Nina Nixon


I'm Nina, a photographer, film maker and forever wanderer.  Passionate about nature, the great outdoors and all of life's adventures.  This is the place where I keep all my 'field notes'


All photographs © Nina Nixon

Living by the sea there is not an abundance of woods.  Nor are there many leafy lanes lined with beautiful trees or forests filled with wonderful earthy wafts.

But I do love trees.

So when we moved here back in the Summer of 2002 from a little strip of a concrete courtyard, the few feet of garden we are now lucky to own seemed like a whole field of hopeful.  But the previous owner did not like trees (neighbours said she would often grumble) so all that may of once grown had long been removed, chopped down and roots extracted. Stumps were the only evidence that the garden had once flourished - and a dead old apple tree kept for decorative let a rather rambling honeysuckle twist her vines around.

Out came the hebes the fuchsias and the rotten old apple tree and in went silver birches, Rowan, willow, pear, cherry and a few more apples.

Now I'm not trying to convince you we have an orchard full of fruit, but it's pretty darn good around here come the Autumn. 

And with the Autumn come the winds and with the winds fall the branches...that have long seen better days. And with those branches I make kindling bundles that are long past their best.  They do not take as long to dry out as a regular lump of wood for burning - no seasoning needed.

The silver birch is the best for shedding her unwanted dead and dried out branches, second is the willow. And if the wind doesn't have her way then come nesting season the magpies do a pretty good job at tugging and dropping those branches that will no long bear budding leaves.

There is an snippet from Susan Hill's book 'The Magic Apple Tree' that has always struck a cord with me. She talks about 'searching the deep ditches for the right sort of kindling'.  

It is a thickly tree-lined, heavily overgrown lane that runs from Moon Cottage away from the village, down towards Sheep Hill and the Fen; old, fallen branches are propped up between the living ones and the ditches are full of dead wood.

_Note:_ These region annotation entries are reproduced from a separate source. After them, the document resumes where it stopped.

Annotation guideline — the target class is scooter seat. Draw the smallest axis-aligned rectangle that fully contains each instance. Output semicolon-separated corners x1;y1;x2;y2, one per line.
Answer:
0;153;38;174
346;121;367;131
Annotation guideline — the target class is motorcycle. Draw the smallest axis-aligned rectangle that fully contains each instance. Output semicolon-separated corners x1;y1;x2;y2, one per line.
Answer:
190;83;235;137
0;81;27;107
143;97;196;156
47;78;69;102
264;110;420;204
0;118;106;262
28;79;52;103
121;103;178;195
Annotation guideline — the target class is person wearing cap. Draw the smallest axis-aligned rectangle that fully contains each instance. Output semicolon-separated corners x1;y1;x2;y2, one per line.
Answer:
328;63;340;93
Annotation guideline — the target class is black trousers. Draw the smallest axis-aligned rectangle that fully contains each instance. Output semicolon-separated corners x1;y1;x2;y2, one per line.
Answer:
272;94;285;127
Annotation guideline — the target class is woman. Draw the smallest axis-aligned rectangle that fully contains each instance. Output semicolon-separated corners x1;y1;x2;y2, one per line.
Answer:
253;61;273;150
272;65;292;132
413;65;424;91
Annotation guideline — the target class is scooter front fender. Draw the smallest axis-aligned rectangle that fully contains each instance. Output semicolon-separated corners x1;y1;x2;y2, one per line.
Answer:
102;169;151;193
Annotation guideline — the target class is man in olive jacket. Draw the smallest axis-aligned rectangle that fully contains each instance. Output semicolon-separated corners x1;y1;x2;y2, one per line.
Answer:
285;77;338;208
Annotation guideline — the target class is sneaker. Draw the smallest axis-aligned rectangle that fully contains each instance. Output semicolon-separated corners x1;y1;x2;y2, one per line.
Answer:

I love the idea of going out into the country lanes in search of 'old, dead wood' to dry out for kindling on a daily basis. The only real chance I have of living out my deep rooted country ways is when I go home to Hampshire for the weekend.  But all the while we live here I will have to make do with my own back garden, abundant and beautiful with the trees I have nurtured for the past eleven and a half years.